Jokes, I’m obviously talking about Chris’s lovely new wife Suzy. When I first met Suzy my impression was of a bubbly and friendly young woman. I could instantly tell that they were a great match. I think anybody here who’s been lucky enough to spend time in their company knows what a great couple they are.
So moving forward into married life; I can honestly say that Chris is a lucky guy, he’s leaving here today gaining a partner is warm and caring, and radiates gentle kindness wherever she goes …and Suzy, you’re lucky too, you leave here today having gained …a beautiful dress and some flowers!
I’m sure they’re going to have a blissfull marriage and we all wish you the best luck in the world for your future together.”
I asked everybody to raise this glasses and make a toast. As soon as that was done I immediately felt a euphoric sense of lightness akin to a rush of ectsasy. It wasn’t the champagne, it was the release of carrying that speech on my shoulders for a year. I could have leapt up and kissed Chris’s Dad on the forehead in that moment (he was sat next to me), instead I downed three more drinks and devoured the delicious meal that followed. My duties were over, all that was left was to seduce a bridesmaid, but there were only two of them and they were both taken. I shrugged and guzzled one last glass of fizz. Next came the ceilidh (pronounced kelty) some bizarre Scottish dance I’d never heard of. It looked like fun, but I just sat back with some buddies and spectated. Ok, one more drink. Before I knew it it was midnight and I was drunk. Chris and Suzy had already left. I shuffled my way to my own room and collapsed on the bed.

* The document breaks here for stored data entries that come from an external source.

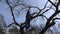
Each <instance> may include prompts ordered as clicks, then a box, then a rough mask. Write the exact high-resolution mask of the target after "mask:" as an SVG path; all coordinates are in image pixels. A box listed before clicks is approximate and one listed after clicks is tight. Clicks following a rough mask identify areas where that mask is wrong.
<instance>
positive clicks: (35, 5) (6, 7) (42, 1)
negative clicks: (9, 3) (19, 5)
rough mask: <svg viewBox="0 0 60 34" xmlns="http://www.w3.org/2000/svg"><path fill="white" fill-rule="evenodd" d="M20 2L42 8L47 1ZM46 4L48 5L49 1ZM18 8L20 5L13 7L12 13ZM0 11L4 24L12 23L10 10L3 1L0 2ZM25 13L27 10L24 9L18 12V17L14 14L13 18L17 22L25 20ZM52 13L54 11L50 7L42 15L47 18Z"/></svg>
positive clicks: (24, 20) (39, 0) (17, 16)
mask: <svg viewBox="0 0 60 34" xmlns="http://www.w3.org/2000/svg"><path fill="white" fill-rule="evenodd" d="M21 2H24V4H26V5H29V6H36V7H39V8H40V9H42V8H43V7H44V5H45V3H46V2H47V0H44V1H43V0H21ZM48 5H50V3H49V4H48ZM18 9H21V7H20V6H17V7H15V9H14V14H16V12H17V11H15V10H18ZM32 11H34V10H32ZM0 13H1V14H2V15H3V16H4V20H5V22H6V25H9V24H11V23H13V19H12V15H11V11H10V9H9V6H8V5H7V4H6V3H5V2H0ZM26 13H27V10H25V9H24V10H22V11H21V12H20V14H19V17H18V16H17V15H15V19H16V21H17V22H18V23H19V24H20V23H23V22H25V16H26ZM53 13H54V10H52V9H50V10H49V11H48V12H46V13H45V14H44V15H45V16H46V17H47V18H49V17H50V16H51V15H52V14H53ZM37 21H38V23H37V24H39V20H37ZM42 24H43V23H42ZM39 25H40V24H39Z"/></svg>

The next morning I woke up hang over free. No idea how that happened. My best guess was the Egyptian cotton covered pillows. I hadn’t really explored the grounds of the hotel so I want off for a wander. I didn’t get very far. Was half a kilometre up a country path when a deer came running at me full pelt. It took one look and fancied it’s chances ramming through a fence instead.
I realised why it was running, some big dog was behind chasing to sniff it’s arsehole.
Unable to get through the fence the beast managed to outmanoeuvre the doggo and legged it off into the distance.
Well that was the highlight of the morning. After that it was back to Newcastle and a flight to Prague the same day. What a life.